Irrtümer

Am 31.Oktober feiert Deutschland den Tag der

R E F O R M A T I O N

Durch die Jahrhunderte hindurch mussten strenggläubige Männer feststellen, dass vieles, was die Katholische Kirche predigte und praktizierte, nicht in Übereinstimmung mit den Lehren von Jesus Christus ist. Einer dieser Männer war Johannes Hus der 1415 der Häresie beschuldigt und auf dem Scheiterhaufen verbrannt wurde. Aber bevor er starb, prophezeite er, dass in 100 Jahren ein Mann kommen wird, dessen Rufe nach Reform nicht unterdrückt werden können.Sein Name Hus bedeutet Gans, auf dem Scheiterhaufen spottete er deshalb, dass sie heute eine Gans rösten, doch aus der Asche wird ein Schwan aufsteigen.

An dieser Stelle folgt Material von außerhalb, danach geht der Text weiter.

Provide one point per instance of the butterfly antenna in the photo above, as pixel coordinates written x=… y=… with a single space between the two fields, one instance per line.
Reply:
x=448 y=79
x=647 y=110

proph-luther-1Genau 100 Jahre später veröffentlichte Martin Luther, ein Mönch und Professor der Theologie, durch die Schriften von Hus in seiner Meinung bestätigt, 95 Thesen, die aufdeckten, was in der Katholischen Kirche nicht dem Wort Gottes entsprach. Wie Johannes Hus vorhersagte, war Gott mit Luther und selbst eine Ächtung konnte ihn nicht aufhalten, die Reformation durchzuführen. Luthers Herzenswusch war es, das Wort Gottes nicht in Latein, sondern in der Sprache des einfachen Volkes zu haben. Aber dafür musste er zuerst eine gemeinsame Schriftsprache erarbeiten, die von den unterschiedlich gesprochenen Dialekten im Reich verstanden wurde. Für diese Arbeit wird Dr. Martin Luther noch heute geehrt und respektiert.

Vor allem aber setzte er die Menschen von der damaligen Tyrannei der Kirche frei. Als den Menschen bewusst wurde, dass sie nicht nur von ihren Adligen Herrschern unterdrückt und ausgebeutet wurden, machte sie das so wütend, dass sie „Götzen“ – Kunstgegenstände in den Kirchen verbrannten und zerstörten und selbst gegen ihre Herrscher mit Gewalt vorgingen. Ein langwährender Konflikt begann.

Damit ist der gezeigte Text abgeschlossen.